3 Model Problem-Based Instruction
    Problem-based instruction adalah model pembelajaran yang berlandaskan paham konstruktivistik yang mengakomodasi keterlibatan siswa dalam belajar dan pemecahan masalah otentik.

4 Model Pembelajaran Perubahan Konseptual
    Pengetahuan yang telah dimiliki oleh seseorang sesungguhnya berasal dari pengetahuan yang secara spontan diperoleh dari interaksinya dengan lingkungan.Sementara pengetahuan baru dapat bersumber dari intervensi di sekolah yang keduanya bisa konflik, kongruen, atau masing-masing berdiri sendiri. Dalam kondisi konflik kognitif, siswa dihadapkan pada tiga pilihan, yaitu:
(1) mempertahankan intuisinya semula,
(2) merevisi sebagian intuisinya melalui proses asimilasi, dan
(3) merubah pandangannya yang bersifat intuisi tersebut dan mengakomodasikan pengetahuan baru.

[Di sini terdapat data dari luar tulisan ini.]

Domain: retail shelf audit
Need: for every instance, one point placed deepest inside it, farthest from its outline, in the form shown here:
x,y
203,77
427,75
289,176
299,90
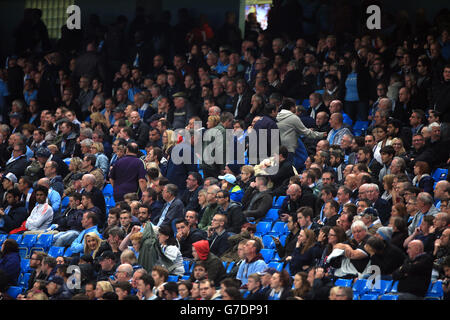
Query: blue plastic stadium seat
x,y
172,278
3,237
14,291
263,227
230,266
358,286
108,190
271,215
24,265
276,265
268,242
369,296
64,203
278,202
440,174
43,243
343,282
280,228
359,127
283,239
26,244
389,297
23,280
16,236
267,254
435,290
186,264
56,252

5 Model Group Investigation
         Ide model pembelajaran group investigation bermula dari perpsektif filosofis terhadap konsep belajar. Untuk dapat belajar, seseorang harus memiliki pasangan atau teman. Model pembelajaran mengacu pada pendekatan pembelajaran yang akan digunakan, termasuk di dalamnya tujuan-tujuan pembelajaran (kompetensi pembelajaran), dan pengelolaan kelas.

IV. Fungsi Model Pembelajaran
        Fungsi model pembelajaran adalah sebagai pedoman perancangan dan pelaksanaan pembelajaran. Karena itu, pemilihan model sangat dipengaruhi oleh sifat dari materi yang akan dibelajarkan, tujuan (kompetensi) yang akan dicapai dalam pembelajaran tersebut, serta tingkat kemampuan peserta didik.

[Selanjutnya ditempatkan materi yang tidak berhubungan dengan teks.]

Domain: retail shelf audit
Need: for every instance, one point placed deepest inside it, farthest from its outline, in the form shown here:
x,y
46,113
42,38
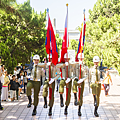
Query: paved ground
x,y
109,107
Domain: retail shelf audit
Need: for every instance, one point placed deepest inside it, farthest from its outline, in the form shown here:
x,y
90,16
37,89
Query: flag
x,y
65,43
82,39
50,43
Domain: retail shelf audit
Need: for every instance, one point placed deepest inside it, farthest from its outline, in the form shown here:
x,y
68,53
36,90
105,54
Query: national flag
x,y
65,43
82,39
50,43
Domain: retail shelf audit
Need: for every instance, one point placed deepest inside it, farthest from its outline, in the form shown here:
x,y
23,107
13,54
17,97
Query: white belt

V. Ciri Model Pembelajaran
        Suatu rancangan pembelajaran atau rencana pembelajaran disebut menggunakan model pembelajaran apabila mempunyai empat ciri khusus, yaitu
(a)  rasional teoretik yang logis yang disusun oleh penciptanya atau pengembangnya,
(b) landasan pemikiran tentang apa dan bagaimana siswa belajar (tujuan pembelajaran yang akan dicapai),
(c) tingkah laku yang diperlukan agar model tersebut dapat dilaksanakan secara berhasil, dan
(d)  lingkungan belajar yang diperlukan agar tujuan pembelajaran itu dapat tercapai.
         Selain itu model pembelajaran akan memuat antara lain:
(a) deskripsi lingkungan belajar,
(b) pendekatan, metode, teknik, dan strategi,
(c) manfaat pembelajaran,
(d) materi pembelajaran (kurikulum),
(e) media, dan
(f) desain

(Dari berbagai sumber)

Demikianlah pembahasan untuk metode pembelajaran. Semoga bermanfaat. Amin.